Reviewed by Ian Phillips.
By The Flaming Lips, Warner Music Group 2020.
This is the first Flaming Lips album that I’ve heard in some time and it’s a wonderfully ethereal experience.
The tracks on American Head have been crafted as soundscapes that work independently but as they stack one upon the other they produce a united body of work that transports the listener on a journey through the space that exists within the mind.
American Head is the first album I’ve listened to since Oczy Mlody (2017) and while it contains all the classic elements of intricate melodies and musical dynamism we associate with the Lips this album seems dreamier than their earlier work, possibly because it is reflecting the period in which it was written and recorded.
Many musicians are commenting that the enforced absence from touring has given them extended time to work on their song writing.
It has also promoted introspection.
Not only are we spending much more time alone but for many of us we’re also delving into isolation projects and spending more time thinking about some of the larger issues of life.

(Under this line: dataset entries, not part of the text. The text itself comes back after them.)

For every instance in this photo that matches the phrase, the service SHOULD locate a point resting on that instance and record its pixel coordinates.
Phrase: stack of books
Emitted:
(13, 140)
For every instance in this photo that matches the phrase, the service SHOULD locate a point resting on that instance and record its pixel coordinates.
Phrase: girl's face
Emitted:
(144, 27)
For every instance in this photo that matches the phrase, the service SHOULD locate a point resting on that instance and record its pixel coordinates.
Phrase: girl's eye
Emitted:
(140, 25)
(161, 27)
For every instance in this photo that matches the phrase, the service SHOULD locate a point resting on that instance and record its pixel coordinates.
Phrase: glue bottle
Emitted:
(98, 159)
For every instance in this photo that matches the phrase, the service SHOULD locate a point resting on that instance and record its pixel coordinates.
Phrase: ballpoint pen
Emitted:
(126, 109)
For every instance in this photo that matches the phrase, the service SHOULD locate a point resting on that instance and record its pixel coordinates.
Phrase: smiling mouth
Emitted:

It seems that this has certainly been the case for the Flaming Lips.
There’s a largeness to this album, an album about some of the big issues recorded on an epic scale with strings adding to the orchestral vibe that pervades the entire disc.
A couple of the tracks deal obliquely with the Black Lives Matter issues, particularly in Assassins Of youth and God And The Policeman.
Although the album is preoccupied with some of the fundamentally important questions of our existence there’s also reference to drug use scattered throughout the lyrical content.
Maybe it’s a fundamentally important part of their existence; a track like When We Die We’re High combines both elements.
In the tracks, Mother I’ve Taken LSD and You and Me Sellin’ Weed, spell it out in their respective titles but on other tracks like Brother Eye it is there in the lyrics.
The album is not without its humorous elements, it is not dire and not particularly deep, but it is engaging.
While there’s a cinematic quality to the music, that has often been present in Flaming Lips albums, it is heightened on American head.